Vou te amar pra sempre até junho.



Vou te amar pra sempre até junho.

 

Nas últimas décadas as empresas têm mais e mais investido em relacionamento. É CRM, é feliz aniversário, é saber se tem filhos… Algumas vão tão longe a ponto de saber o número do sapato. Nem eu sei o meu número de sapato se não olhar de vez em quando, mas em algum sistema de CRM tem alguém que se preocupou em saber o seu.

Mas poucas são tão dedicadas a manter um cliente como uma empresa de telecomunicações. Porque por mais que você compre sabonete todo mês, cada vez que vai a gôndola tem a sua frente toda uma variedade para escolher por cheiro, glicerina, se mata germes (ou se só dá um susto neles). Mas celular e internet já são como água, luz e gás encanado. Você recebe um boleto todo mês e pronto. Ou já está débito automático. Ninguém olha, ninguém vê.

Sim, existe o pré-pago. Mas é no mensal que as operadoras do ramo encontram aquele nirvana de valor garantido todo mês. São planos mais caros, e aí começa o mundo dos pontos de fidelidade.

Troque por outro aparelho. Troque por ingresso de cinema. Troque por mais velocidade. Isso pra você, que é especial.

Tanto que você abre a conta da TV a cabo mesmo e está lá: desconto fidelidade. Aquele contrato que, por você continuar o namoro, fica mais barato. Porque você é especial.

Mas antes vamos pensar o que significa Fidelidade em um mundo onde 50% dos casamentos acabam em divórcio. Fidelidade significa não enganar, significa que ambas as partes respeitam o relacionamento.

Claro, é um relacionamento aberto. Você pode até ser fiel e ter só uma internet em casa (afinal, quem tem duas?) mas a outra ponta tem vários relacionamentos. Como era de se esperar, afinal é disso que as empresas vivem, de ter vários clientes.

A questão no relacionamento é como administrar tantas relações ao mesmo tempo. Porque igual a você, existem milhares. Perdão. Milhões. Se você acaba esse namoro a fila anda tão rápido que você nem viu. Fazem de tudo para você não cancelar – exceto eventualmente resolver o problema que lhe aflige – mas você sabe que ela, a operadora, não vai sentir sua falta. E isso transparece no número gigantesco de reclamações no segmento.

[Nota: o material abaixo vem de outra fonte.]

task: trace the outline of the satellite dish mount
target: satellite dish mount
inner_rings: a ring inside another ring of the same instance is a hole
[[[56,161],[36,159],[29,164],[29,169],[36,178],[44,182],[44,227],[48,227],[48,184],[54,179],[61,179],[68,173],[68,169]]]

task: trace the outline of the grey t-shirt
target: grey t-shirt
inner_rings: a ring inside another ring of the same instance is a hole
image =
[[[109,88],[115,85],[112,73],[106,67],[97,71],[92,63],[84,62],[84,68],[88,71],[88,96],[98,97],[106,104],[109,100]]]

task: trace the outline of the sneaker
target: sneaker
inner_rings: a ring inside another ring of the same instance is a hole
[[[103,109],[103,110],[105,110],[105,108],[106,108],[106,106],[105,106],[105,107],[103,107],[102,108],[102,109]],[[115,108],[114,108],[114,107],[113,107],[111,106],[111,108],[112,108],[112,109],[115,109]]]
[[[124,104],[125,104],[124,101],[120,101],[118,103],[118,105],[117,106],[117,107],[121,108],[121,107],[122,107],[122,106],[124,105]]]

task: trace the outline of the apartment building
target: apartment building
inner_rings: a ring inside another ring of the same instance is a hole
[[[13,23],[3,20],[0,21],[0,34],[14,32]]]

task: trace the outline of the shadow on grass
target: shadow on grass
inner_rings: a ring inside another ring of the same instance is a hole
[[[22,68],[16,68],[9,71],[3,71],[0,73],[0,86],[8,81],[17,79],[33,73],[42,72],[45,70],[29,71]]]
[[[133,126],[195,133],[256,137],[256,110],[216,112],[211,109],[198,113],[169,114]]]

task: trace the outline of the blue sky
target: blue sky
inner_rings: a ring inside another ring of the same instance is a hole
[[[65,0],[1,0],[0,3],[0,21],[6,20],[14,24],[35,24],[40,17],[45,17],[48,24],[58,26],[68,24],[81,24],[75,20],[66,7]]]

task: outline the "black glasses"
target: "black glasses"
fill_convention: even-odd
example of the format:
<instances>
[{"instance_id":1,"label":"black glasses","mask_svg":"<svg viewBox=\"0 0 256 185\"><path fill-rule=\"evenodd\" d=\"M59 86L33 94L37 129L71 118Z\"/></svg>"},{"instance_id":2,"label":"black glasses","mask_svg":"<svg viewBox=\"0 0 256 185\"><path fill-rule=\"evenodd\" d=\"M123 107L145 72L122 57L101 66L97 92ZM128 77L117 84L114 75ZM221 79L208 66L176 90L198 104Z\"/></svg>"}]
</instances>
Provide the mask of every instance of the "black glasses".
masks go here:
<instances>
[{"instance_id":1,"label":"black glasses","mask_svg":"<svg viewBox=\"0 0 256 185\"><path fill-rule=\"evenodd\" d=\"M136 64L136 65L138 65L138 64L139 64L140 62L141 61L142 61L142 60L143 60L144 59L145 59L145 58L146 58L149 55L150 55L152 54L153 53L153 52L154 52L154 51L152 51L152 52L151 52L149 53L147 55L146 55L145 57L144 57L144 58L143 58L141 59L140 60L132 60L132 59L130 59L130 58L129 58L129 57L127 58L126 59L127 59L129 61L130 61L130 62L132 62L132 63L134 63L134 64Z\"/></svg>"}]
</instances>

Pense em um carro. São feitos milhares do mesmo carro todos os anos. Se neste período, mais de 70 mil pessoas reclamassem de problemas no carro, o que seria mais fácil acreditar: que existem 70 mil parafusos com defeito, ou que existe algum erro entre o projeto e a fabricação que causaram milhares de erros da mesma natureza?

Exato, os mesmos problemas repetidos milhares de vezes. Sistematicamente, afetando dezenas de milhares de consumidores.

Dai este que voz fala trocou de operadora. O atendente da loja me ofereceu um plano maior do que eu pedi porque, com o desconto de portabilidade, ficava mais barato ter SMS e mais quantidade de dados transferidos. Não aceitei. Ele insistiu. Não era um desconto, era um fato. Sabendo somar como bom aluno que fui, enfim concordei. Péssimo aluno. Porque o fato que era eterno durou poucos meses. Vou te amar pra sempre, mas só até junho.

Ligando na operadora, vem o discurso esperado: “O valor é reduzido? Nada. Se o vendedor disse isso ele se enganou”.
Uma forma bonita de dizer “ele te enganou”. Mas o vendedor não é nenhum gênio do mal, nem o dono do boleto.
E neste momento você percebe que é um cliente de um tipo especial de “especial”.

Valeu telecoms. O consumidor agradece.